Lector incansable y aficionado desde siempre a los géneros de misterio y de suspense, a Blake le encanta saber de sus lectores, así que no dude en visitar www.blakepierceauthor.com para enterarse de más y estar en contacto.
Copyright © 2016 por Blake Pierce. Todos los derechos reservados. Excepto por lo que permite la Ley de Copyright de los Estados Unidos de 1976, ninguna parte de esta publicación puede ser reproducida, distribuida o transmitida de ninguna forma ni por ningún medio, o almacenada en una base de datos o sistema de recuperación sin el permiso previo del autor. Este libro electrónico tiene licencia para su disfrute personal solamente. Este libro electrónico no puede volver a ser vendido o regalado a otras personas. Si desea compartir este libro con otra persona, por favor, compre una copia adicional para cada destinatario. Si está leyendo este libro y no lo compró, o no lo compró solamente para su uso, entonces por favor devuélvalo y compre su propia copia.
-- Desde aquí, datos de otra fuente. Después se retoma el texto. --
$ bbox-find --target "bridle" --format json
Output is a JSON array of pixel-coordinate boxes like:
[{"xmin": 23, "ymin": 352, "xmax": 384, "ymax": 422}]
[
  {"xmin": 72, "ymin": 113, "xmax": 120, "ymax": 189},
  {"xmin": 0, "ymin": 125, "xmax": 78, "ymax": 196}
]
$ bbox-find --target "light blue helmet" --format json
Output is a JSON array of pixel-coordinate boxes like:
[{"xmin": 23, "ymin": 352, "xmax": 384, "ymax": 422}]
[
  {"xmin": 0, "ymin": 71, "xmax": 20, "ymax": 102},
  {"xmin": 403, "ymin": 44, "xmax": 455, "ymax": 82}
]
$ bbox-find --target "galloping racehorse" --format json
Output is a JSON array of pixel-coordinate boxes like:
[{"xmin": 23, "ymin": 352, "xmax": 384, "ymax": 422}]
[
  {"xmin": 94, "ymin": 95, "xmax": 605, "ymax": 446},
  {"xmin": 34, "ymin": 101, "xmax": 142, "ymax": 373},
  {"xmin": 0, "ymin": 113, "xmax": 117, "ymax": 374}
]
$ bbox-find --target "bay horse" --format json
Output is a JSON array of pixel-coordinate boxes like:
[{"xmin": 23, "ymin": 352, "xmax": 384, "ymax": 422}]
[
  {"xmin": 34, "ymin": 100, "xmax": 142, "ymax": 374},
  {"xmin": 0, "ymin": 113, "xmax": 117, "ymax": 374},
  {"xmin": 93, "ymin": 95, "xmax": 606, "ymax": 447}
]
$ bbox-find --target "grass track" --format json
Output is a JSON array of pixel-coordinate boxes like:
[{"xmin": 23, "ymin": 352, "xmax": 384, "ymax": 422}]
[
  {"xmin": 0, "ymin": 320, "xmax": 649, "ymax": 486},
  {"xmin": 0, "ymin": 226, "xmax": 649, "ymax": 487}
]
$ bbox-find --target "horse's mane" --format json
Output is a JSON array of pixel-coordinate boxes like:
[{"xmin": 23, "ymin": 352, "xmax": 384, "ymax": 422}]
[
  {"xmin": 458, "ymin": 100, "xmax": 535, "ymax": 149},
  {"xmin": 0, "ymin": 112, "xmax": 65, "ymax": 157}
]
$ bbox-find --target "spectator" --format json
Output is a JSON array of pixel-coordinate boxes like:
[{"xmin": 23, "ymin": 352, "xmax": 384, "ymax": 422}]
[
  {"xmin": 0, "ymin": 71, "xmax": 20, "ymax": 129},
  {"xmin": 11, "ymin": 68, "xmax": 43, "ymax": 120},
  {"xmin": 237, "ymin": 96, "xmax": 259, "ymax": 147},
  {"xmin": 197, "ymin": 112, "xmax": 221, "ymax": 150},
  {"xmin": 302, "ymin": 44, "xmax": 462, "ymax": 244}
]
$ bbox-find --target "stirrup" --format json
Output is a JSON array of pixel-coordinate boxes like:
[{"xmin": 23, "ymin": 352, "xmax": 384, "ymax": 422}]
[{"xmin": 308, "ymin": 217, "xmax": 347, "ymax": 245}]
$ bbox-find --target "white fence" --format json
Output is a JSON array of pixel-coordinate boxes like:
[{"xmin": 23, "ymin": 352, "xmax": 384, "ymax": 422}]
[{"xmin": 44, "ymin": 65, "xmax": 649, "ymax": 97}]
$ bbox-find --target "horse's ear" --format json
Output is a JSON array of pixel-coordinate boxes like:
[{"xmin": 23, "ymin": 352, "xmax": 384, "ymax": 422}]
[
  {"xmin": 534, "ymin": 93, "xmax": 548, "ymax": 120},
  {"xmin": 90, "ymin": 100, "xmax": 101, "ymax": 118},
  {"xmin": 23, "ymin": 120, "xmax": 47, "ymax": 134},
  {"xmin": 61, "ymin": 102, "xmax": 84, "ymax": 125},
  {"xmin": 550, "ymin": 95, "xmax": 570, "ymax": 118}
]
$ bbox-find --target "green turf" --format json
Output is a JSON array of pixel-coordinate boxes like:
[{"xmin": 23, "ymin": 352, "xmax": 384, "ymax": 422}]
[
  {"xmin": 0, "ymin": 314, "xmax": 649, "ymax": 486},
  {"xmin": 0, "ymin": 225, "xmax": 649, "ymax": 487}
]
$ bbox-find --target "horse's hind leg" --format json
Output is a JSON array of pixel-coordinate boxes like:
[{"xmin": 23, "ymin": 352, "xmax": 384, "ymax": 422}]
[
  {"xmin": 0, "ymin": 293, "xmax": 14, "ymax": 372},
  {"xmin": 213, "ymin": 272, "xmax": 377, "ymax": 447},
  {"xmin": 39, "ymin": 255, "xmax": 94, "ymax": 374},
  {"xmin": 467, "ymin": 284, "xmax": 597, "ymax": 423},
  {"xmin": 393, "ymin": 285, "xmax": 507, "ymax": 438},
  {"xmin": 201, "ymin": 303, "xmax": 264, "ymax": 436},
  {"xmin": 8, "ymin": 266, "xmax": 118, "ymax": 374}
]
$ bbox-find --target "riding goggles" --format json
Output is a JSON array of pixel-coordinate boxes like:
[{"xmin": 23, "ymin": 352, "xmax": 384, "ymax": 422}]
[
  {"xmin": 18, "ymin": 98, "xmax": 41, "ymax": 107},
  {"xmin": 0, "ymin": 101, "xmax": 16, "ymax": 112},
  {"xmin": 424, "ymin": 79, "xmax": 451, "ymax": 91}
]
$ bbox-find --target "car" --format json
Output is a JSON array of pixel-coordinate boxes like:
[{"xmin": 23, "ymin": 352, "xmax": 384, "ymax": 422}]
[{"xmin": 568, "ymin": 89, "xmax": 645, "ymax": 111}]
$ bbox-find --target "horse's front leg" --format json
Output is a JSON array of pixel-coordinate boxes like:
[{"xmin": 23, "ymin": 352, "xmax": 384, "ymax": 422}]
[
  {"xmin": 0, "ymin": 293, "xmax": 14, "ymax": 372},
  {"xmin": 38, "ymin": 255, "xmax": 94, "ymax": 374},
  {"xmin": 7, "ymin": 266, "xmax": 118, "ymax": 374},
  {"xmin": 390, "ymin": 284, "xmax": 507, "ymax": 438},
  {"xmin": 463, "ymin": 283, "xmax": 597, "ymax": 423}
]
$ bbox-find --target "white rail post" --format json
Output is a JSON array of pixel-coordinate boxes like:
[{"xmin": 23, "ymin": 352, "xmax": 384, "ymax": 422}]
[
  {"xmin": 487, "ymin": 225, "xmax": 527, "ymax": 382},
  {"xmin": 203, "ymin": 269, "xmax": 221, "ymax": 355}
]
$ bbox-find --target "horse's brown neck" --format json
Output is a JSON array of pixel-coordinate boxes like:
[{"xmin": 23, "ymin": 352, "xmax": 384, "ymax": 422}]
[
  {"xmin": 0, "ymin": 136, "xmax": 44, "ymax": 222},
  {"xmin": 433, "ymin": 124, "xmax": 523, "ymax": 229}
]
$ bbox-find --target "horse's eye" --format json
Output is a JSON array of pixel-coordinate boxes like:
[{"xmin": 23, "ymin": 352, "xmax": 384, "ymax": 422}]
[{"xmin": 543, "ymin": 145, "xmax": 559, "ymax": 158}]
Gracias por respetar el duro trabajo de este autor. Esta es una obra de ficción. Los nombres, los personajes, las empresas, las organizaciones, los lugares, los acontecimientos y los incidentes son producto de la imaginación del autor o se utilizan de manera ficticia. Cualquier semejanza con personas reales, vivas o muertas, es pura coincidencia. Imagen de portada Copyright lassedesignen, utilizada con licencia de Shutterstock.com.
CONTENIDOS
PRÓLOGO
CAPÍTULO UNO
CAPÍTULO DOS
CAPÍTULO TRES
CAPÍTULO CUATRO
CAPÍTULO CINCO
CAPÍTULO SEIS
CAPÍTULO SIETE
CAPÍTULO OCHO
CAPÍTULO NUEVE
CAPÍTULO DIEZ
CAPÍTULO ONCE
CAPÍTULO DOCE
CAPÍTULO TRECE
CAPÍTULO CATORCE
CAPÍTULO QUINCE
CAPÍTULO DIECISÉIS
CAPÍTULO DIECISIETE
CAPÍTULO DIECIOCHO
CAPÍTULO DIECINUEVE
CAPÍTULO VEINTIUNO
CAPÍTULO VEINTIDÓS
CAPÍTULO VEINTITRÉS
CAPÍTULO VEINTICUATRO
CAPÍTULO VEINTICINCO
CAPÍTULO VEINTISÉIS
CAPÍTULO VEINTISIETE
CAPÍTULO VEINTIOCHO
CAPÍTULO VEINTINUEVE
CAPÍTULO TREINTA
CAPÍTULO TREINTA Y UNO
CAPÍTULO TREINTA Y DOS
CAPÍTULO TREINTA Y TRES
CAPÍTULO TREINTA Y CINCO
CAPÍTULO TREINTA Y SEIS
PRÓLOGO
En cualquier otro momento, la primera claridad del alba sobre las copas de los tallos de maíz le hubiera parecido algo hermoso. Divisó cómo la primera luz del día danzaba sobre los tallos, creando un color dorado apagado, y trató con todas sus fuerzas de encontrar la belleza de la situación.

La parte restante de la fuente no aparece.